ON his return to Paris, July 5th, 1796, “Beaumarchais,” says Loménie, “found himself faced with a fortune ruined, not alone as so many others had been in the general crisis, but still more, by the confiscation of his revenues, the disappearance of his papers, and of the debts owing to him. His beautiful house was going to destruction, his garden torn up. While on one hand his debtors had disembarrassed themselves of their obligations by settling with the state in paper money, his creditors were waiting to seize him by the throat. He had accounts to give to, and to demand of the State, who, after confiscating his fortune, held still [274] 745,000 francs deposited by him when he undertook the mission to secure the 60,000 guns....”
Not to go into all the perplexing details of the decisions and counter decisions rendered by the State, the anxieties, the almost insuperable difficulties that surrounded him on every side, let it suffice to say that with old age advancing apace, he still retained almost the same vigor, the same tenacity of purpose, the same indefatigable energy that have characterized him through life. Without ceasing, he drew up memoirs, conferred with the ministers, worked day and night to re-establish his fortune, so that those dear to him might not be left in want.
That he eventually succeeded in this may be judged by the fact that his family continued to inhabit their splendid residence until 1818, when the French government under the Restoration bought it for purposes of public utility. Moreover, the report rendered after his death by his bookkeeper, shows that the fortune which he was able to will his family rose very near the million mark, and this, not counting the debts owing him and lawsuits still pending, notably that with the United States.
But at the moment of his return to France it was not simply with his shattered fortune that Beaumarchais’s mind was occupied. During their sojourn at Havre in 1792, the wife and daughter of Beaumarchais had made the acquaintance, says Bonneville, “of a young man of distinguished family, Louis André Toussaint Delarue, whose sister, a woman of remarkable intelligence, had married M. Mathias Dumas, a soldier with a very great future, who, after having taken part brilliantly in the war of American Independence as aide-de-camp of Rochambeau, was now Adjutant General of the Army under the orders of Lafayette, and had attached to him his young brother-in-law as officier d’ordonnance.... In 1792 they all found themselves waiting in Havre for an opportunity to escape into England.”
It was there that M. Delarue met Mlle.

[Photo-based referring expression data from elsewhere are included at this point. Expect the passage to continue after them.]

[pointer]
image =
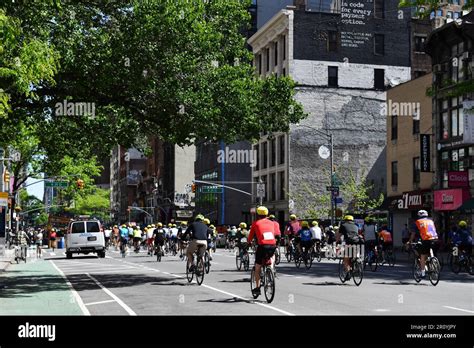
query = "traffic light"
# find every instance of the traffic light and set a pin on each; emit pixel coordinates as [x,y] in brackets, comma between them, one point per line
[80,184]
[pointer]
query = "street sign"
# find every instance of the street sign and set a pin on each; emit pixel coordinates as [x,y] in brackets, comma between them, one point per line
[3,199]
[56,184]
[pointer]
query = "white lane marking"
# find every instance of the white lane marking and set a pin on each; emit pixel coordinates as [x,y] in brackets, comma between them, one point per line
[242,298]
[78,299]
[459,309]
[111,294]
[100,302]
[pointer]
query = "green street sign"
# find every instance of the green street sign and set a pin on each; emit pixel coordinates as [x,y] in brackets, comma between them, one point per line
[56,184]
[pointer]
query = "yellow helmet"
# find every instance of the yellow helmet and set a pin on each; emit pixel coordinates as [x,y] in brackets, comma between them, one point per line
[262,211]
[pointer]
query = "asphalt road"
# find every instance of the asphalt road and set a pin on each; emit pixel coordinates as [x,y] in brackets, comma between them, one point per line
[139,285]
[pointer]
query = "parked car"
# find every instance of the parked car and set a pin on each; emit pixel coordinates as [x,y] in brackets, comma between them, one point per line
[221,240]
[84,237]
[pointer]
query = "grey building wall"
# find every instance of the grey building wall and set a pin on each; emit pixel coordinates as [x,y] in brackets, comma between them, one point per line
[266,9]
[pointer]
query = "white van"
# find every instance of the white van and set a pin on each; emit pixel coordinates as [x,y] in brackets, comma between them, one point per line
[84,237]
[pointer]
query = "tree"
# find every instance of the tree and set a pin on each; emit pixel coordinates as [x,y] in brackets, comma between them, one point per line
[179,70]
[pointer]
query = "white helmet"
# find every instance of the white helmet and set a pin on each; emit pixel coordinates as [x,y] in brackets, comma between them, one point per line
[422,213]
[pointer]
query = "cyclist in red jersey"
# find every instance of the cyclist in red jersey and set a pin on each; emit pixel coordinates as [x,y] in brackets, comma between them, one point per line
[264,231]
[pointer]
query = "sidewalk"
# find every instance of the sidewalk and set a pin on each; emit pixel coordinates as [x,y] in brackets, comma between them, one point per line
[35,288]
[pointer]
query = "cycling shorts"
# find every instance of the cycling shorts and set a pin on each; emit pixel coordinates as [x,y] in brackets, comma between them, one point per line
[264,251]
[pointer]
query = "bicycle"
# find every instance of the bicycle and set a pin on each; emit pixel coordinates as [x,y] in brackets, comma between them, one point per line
[197,268]
[267,280]
[356,272]
[305,257]
[242,258]
[432,265]
[460,262]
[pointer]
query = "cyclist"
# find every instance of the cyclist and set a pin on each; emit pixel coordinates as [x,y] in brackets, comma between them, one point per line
[159,237]
[277,229]
[291,230]
[39,242]
[264,230]
[198,232]
[464,238]
[386,239]
[124,235]
[242,233]
[304,238]
[426,230]
[350,231]
[370,234]
[316,234]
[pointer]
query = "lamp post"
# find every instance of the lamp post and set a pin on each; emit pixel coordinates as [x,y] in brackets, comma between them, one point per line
[330,137]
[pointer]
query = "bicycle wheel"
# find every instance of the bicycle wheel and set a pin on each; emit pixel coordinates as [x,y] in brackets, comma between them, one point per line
[189,274]
[357,272]
[417,270]
[342,272]
[200,270]
[246,262]
[253,283]
[434,269]
[455,265]
[269,286]
[207,262]
[238,262]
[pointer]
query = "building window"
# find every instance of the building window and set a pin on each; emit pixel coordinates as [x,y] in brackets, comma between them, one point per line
[379,9]
[394,127]
[332,76]
[273,153]
[284,47]
[265,155]
[328,6]
[420,44]
[416,125]
[416,170]
[276,53]
[281,180]
[268,59]
[395,173]
[273,187]
[379,79]
[332,41]
[379,44]
[257,153]
[419,73]
[281,143]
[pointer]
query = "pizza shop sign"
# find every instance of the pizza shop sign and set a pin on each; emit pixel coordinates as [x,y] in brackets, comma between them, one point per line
[410,200]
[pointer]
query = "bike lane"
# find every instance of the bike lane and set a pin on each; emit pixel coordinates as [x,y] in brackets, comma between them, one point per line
[37,288]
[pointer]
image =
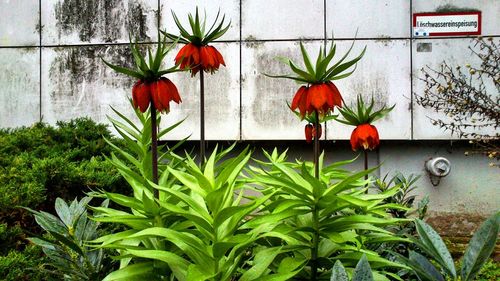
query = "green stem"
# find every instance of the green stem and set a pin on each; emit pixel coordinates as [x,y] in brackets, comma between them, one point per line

Eugénie.... The two young people coming together under these unusual circumstances soon learned to love one another. His determination to obtain her hand in marriage was not at all affected by the fact that at that moment the entire possessions of her father were lost. Beaumarchais on his return to France, touched by so much constancy and devotion, hastened to assure the happiness of the young people. “Five days after my arrival,” he wrote to a friend, “I made him the beautiful present.... They will at least have bread, but that is all, unless America discharges her debt to me, after twenty years of ingratitude.”
They were married June 15th, 1796, Eugénie being nineteen, and her husband twenty-eight years of age. On the eve of her marriage, the Aunt Julie sketches for a friend the portrait of the young girl, in which she shows her as one in every way worthy of her father’s affection—and with a character which, while indicating many contradictory possibilities, had, nevertheless, great charm and lovableness as well as intellectual force. It shows, too, that the terrible experiences through which she had passed, had left their trace upon her. Time, however, softened this very complex and somewhat formal young lady. “Dying in 1820 the daughter of the author of the Mariage de Figaro,” says Loménie, “left in the hearts of all who knew her, the memory of a person of charming vivacity, of finesse and goodness; loving and cultivating the arts with passion, an excellent musician, woman of the world, and at the same time an accomplished mother.”